Ranking factors, but normalizing ranks based on NaNs

So let's say I have two factors, A and B. I want to do:

(A.rank() + B.rank()).zscore()


The problem is that because there's a lot more NaNs in B than in A, the ranks for B are always smaller. How do make it so the ranks are comparable? i.e the top rank for both factors will always be the same. Is there some way I can filter out NaNs, maybe by keeping only the stocks that have no NaNs for every factor and then ranking? Thanks!

1 response

Certainly the 'cleanest' way to ensure you are ranking equally is to do as suggested and filter out any securities with a nan value in either A or B. This would create the same 'pool' of securities for each factor. The ranks then would be more comparable. This could be done something like this

a_and_b_are_finite = A.isfinite() & B.isfinite()
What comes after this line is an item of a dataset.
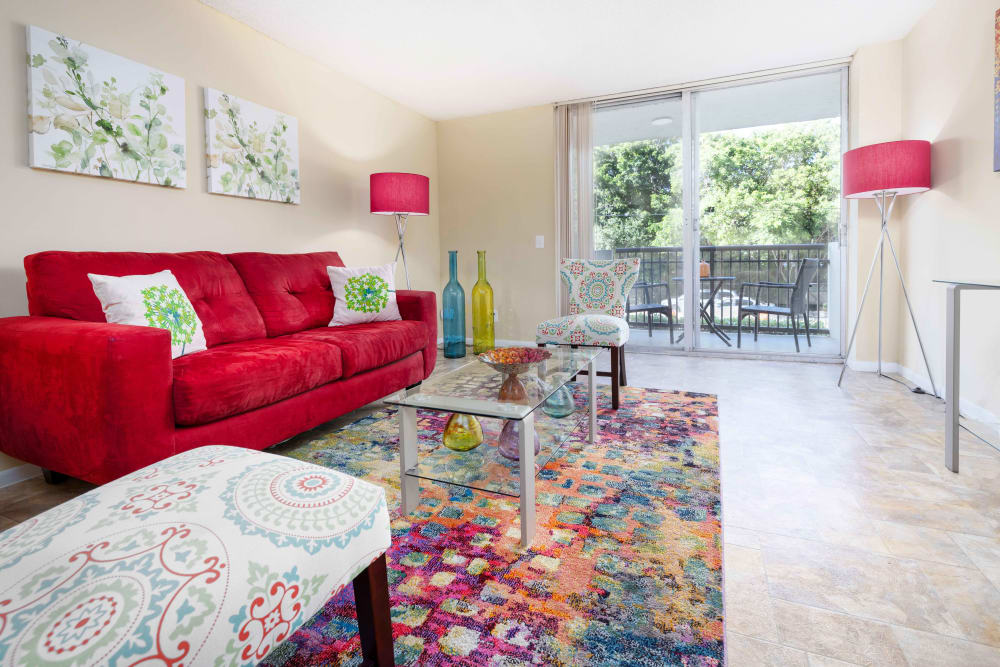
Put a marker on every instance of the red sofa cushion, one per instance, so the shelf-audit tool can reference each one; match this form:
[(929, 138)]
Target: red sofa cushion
[(231, 379), (292, 292), (372, 345), (58, 287)]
It's a good practice to use the isfinite() method rather than notnan() with zscores and ranks. Infinite values don't always play nicely with these methods so best to filter those out too. Using the mask parameter in this way will only rank those securities that have 'rankable' or finite values. Also note the use of the method parameter. This determines how tied values are handled. The default is 'ordinal' where each security is given a distinct rank, corresponding to the order that the values occur. The order is typically just by SID. Not very meaningful. Moreover, the values are probably independent. If two are the same then they should be assigned the same rank? My preference is to use the 'max' method. For info on the various options check out the scipy rankdata docs.